Transcript (lightly edited):

Tiffany Trader: Hello, I’m Tiffany Trader, managing editor of HPCwire. And here with me today are Satoshi Matsuoka, director for the Riken Center for Computational Science, and Raja Koduri, senior vice president and general manager of the accelerated computing system and graphics group, AXG – which you can see on his jacket – at Intel Corporation. And we’re all together at SC21 in St. Louis. We’re going to have some discussion about what we’re doing here at the show, and then what’s ahead in the future. Here we are on the eve of exascale, the cusp of exascale, so: how did we get here and where are we going into the future? And what are the next steps?

Satoshi-san, you are the innovator and the designer for the top system, the Fugaku supercomputer, which has been the number-one system now for four cycles of the Top500 list. So you’ve got four of those number-one certificates, but you’ve also got number one on HPCG, and I believe also HPL-AI with already some exascale results for that. So how is your show going here at SC21?

 Satoshi Matsuoka: Firstly, you know, it’s live and being live, you realize, you get lots more interactions than you would otherwise get on Zoom. Of course, the interaction we’re having here was very careful [with] COVID precautions. … It’s been quite an experience trying to demonstrate what Fugaku can do, but also getting a lot of input for future directions, talking to various institutions, researchers, being reunited with my research colleagues, as well as being able to meet the luminaries, like Raja, to really just discuss intensively about where we go from here.

Trader: And Raja, you and your group have been hard at work on the Ponte Vecchio GPU, which will be the centerpiece of the Aurora supercomputer, one of the first U.S. exascale systems coming online. And you’ve been here at the show – you and your colleagues have been talking about Ponte Vecchio, releasing just a few more details about that. And also talking about OneAPI. So how’s the show going for you?

Raja Koduri: First off, I’m super glad to be here live. I came to the show, frankly, because a lot of our partners, customers, and folks like Satoshi-san traveled all the way here. So I couldn’t let go of the opportunity to meet them all face to face and live. Many good interactions as Satoshi-san said, there’s nothing like you know, face to face interactions and being able to discuss ideas for the next generation and where things are going for the next five years, and so forth. And congratulations once again to Satoshi-san for the number-one supercomputer in the world.

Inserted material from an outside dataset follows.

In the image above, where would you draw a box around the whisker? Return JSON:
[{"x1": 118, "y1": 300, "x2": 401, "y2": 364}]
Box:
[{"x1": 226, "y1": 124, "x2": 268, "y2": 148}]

I’m hoping next year, we will post some numbers, some U.S. exascale computers will go to the top of the list; we will see. And of course you know Ponte Vecchio has a big role to play in that, and we are hard at work. We have, as Intel, 2022 Sapphire Rapids, Sapphire Rapids with HBM, Ponte Vecchio – big products for us to ship and make available to our customers. So in many ways for us, this Supercomputing is a precursor for 2022; 2022 is the big year for us. So things are going well, like I said, we are hard at work. Lots of software work going on with OneAPI to bring it up on new architecture, tuning workloads, etc, etc. Working with our partners at Argonne Lab, enabling lots of HPC applications, you know, all the usual tough work, the steep hills to climb at the end to ship a product – that’s what we are doing today.

Trader: And Satoshi, what’s coming up for you at Riken with Fugaku and the Arm A64FX chip? What are your plans going into the future?

Matsuoka: Well firstly, Fugaku is in production now. It had been in pre-production last year around this time of year, but it went into production in March of 2021. And since then, the utilization has gone up steadily to the extent that now the machine is pretty full, which is quite amazing. It’s a 160,000-node machine with like 8 million cores. It’s not doing one big run, but across many applications, we are getting significant utilization. So there is demand for an exascale machine. When we started to embark on this journey toward exascale, we said, who’s going to use exascale capability? But now we have exemplar applications that utilize the entire machine as instances. But also we have a group of application users, a variety of applications that basically fill up the machine on a regular basis. And we’re, of course, we’re constantly trying to improve the software stack… well, the hardware is pretty much set, but maybe there are some minor improvements we can make, but most importantly, we are still involved in really improving the software and system software applications, algorithms, and branching out to broader areas of utility of supercomputing through non-traditional areas, businesses and industry usage, using what we call the Society 5.0 in Japan, really transforming the society for sustainability causes. And then, of course, we will be using Fugaku partly to investigate future architectures. You always build a machine, the next-generation machine, using the current-generation machine as a proxy, and as a basis. So we are very busy embarking on these, and we are growing and hiring, so if you’re interested, work with us.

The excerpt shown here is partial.